Mereka nggobat-nggabitke kepala jaran kepang. Maju, mundur, kanan, kiri. Mereka mengibarkan panji-panji. Mereka menjaga songsong kebesaran. Mereka mengacungkan tombak. Mereka mendentingkan pedang, mengadukannya. Mereka dua senapati. Mereka para prajurit. Mereka abdi: penthul-tembem. Dalam satu adegan ada senapati yang tersungkur, yang satu menantang, sesongaran, sang abdi menembangkan mantra, yang satu kemudian bangun, berperang, yang satu ganti tersungkur. Bangun. Berperang. Imbang. Mengambang.

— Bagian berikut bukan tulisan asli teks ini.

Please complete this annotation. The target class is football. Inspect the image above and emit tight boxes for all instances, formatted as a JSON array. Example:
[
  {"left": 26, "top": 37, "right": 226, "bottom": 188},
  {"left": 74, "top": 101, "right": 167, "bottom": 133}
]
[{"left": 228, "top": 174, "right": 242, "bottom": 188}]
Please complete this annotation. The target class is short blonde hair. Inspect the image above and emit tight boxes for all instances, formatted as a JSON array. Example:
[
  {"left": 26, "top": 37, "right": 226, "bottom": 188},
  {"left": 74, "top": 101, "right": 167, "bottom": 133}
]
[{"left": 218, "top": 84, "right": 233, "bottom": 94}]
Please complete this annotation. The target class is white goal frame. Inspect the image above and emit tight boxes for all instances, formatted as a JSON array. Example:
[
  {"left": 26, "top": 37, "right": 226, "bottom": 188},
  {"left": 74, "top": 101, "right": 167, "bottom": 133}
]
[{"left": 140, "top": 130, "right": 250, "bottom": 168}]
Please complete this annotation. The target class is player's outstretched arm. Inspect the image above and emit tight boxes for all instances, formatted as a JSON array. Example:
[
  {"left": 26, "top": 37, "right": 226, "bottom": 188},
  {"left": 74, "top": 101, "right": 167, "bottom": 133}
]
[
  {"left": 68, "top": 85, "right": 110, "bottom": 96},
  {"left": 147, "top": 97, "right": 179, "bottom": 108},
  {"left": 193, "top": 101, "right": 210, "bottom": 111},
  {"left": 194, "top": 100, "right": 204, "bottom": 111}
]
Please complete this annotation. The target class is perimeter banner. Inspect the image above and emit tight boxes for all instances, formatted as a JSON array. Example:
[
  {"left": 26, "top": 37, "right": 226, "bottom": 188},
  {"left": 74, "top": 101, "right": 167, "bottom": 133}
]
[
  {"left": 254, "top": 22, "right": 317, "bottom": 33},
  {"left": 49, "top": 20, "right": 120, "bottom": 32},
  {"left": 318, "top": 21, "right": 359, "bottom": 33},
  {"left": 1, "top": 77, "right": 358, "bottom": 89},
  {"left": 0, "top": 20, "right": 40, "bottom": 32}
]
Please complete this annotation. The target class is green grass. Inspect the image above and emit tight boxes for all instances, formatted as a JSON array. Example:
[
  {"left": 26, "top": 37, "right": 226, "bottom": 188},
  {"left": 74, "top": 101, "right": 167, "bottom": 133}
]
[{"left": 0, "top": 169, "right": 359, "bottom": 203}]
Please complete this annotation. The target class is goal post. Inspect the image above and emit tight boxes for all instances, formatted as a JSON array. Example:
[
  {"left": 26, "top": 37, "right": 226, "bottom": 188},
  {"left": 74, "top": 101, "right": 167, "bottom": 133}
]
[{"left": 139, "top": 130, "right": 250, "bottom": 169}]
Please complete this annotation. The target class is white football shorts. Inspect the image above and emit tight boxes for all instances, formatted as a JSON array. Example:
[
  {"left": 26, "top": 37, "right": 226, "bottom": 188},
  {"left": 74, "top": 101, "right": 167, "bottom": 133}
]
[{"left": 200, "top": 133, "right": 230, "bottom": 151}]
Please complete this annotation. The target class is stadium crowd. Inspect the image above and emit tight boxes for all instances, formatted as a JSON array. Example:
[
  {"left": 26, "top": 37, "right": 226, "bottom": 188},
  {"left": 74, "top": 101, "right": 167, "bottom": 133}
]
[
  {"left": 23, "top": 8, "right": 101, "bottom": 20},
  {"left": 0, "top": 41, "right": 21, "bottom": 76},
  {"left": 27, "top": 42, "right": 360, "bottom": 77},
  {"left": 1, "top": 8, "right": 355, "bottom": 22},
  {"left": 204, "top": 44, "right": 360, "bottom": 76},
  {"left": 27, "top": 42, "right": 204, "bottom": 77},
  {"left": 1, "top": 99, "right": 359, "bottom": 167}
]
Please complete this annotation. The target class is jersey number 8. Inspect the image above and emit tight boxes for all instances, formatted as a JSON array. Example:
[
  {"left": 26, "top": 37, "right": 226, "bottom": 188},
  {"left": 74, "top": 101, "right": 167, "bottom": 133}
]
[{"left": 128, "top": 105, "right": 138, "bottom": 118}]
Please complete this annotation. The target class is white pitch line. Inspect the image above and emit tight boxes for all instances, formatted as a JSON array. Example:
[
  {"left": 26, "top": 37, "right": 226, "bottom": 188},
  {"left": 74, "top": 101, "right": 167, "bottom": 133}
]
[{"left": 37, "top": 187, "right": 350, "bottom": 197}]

Tak jelas reyog dhogdhog itu merujuk pada narasi (pertunjukan) yang mana. Narasi peperangan antara Klana Sewandana dan prajuritnya melawan Singa Barong untuk melamar Dewi Sanggalangit di Kediri; narasi Suryangalam di daerah Wengker (Ponorogo) yang menggambarkan prajurit berkuda Majapahit yang ‘feminim’; narasi Batara Katong (Gunungkidul) yang berperang melawan Suryangalam; narasi peperangan antara Wanapawira dan prajuritnya melawan Rangga Puspawilaga memperebutkan Rara Sudarmi; peperangan antara Wanabaya dengan Mataram; atau yang lain. Yang jelas, reyog akan selalu diingat dan dihidupkan kembali oleh anak cucu Gunungkidul, dalam lakon-lakon lain sepanjang waktu, sebagai sebuah pertunjukan-tari-naratif yang campur-bawur, yang riuh, sebagai alat bantu ingat bahwa manusia perlu berusaha terus-menerus untuk mengalahkan apa yang dikategorikan sebagai musuh. Dan musuh yang nyata adalah, biasanya, ketaktahuan tentang jati-diri sendiri.
Suatu saat ketika beber reyog bubar terselip harap: para pemain reyog sangat sadar siapa dirinya. Dalam kehidupan sehari-harinya, mereka tidak lah semegap-megap seperti lirik Kuda-Lumping-nya Sawung Jabo pada realitas kekinian. Lantas ‘mampus’ ditelan jaman. Bukan tenggelam di dunia ‘simulakra’, yaitu mitos-mitos manusia modern, yang menganggap bahwa pandangan-dunianya tentang seni tradisi semacam reyog adalah realitas yang terbatas. Mereka adalah prajurit reyog. Mereka pandai berperang dalam realitas kehidupannya.
Semoga beber-reyog yang riuh-rendah, tiap kali ia hadir, dapat mengajak siapa saja kembali bertamasya ke blok-blok ruang sub-atom yang kosong, yang sepi; tenggelam dalam (i)magi-nya yang tak berbatas; menarik diri dari batasan kehidupan yang terlalu sesak manipulasi.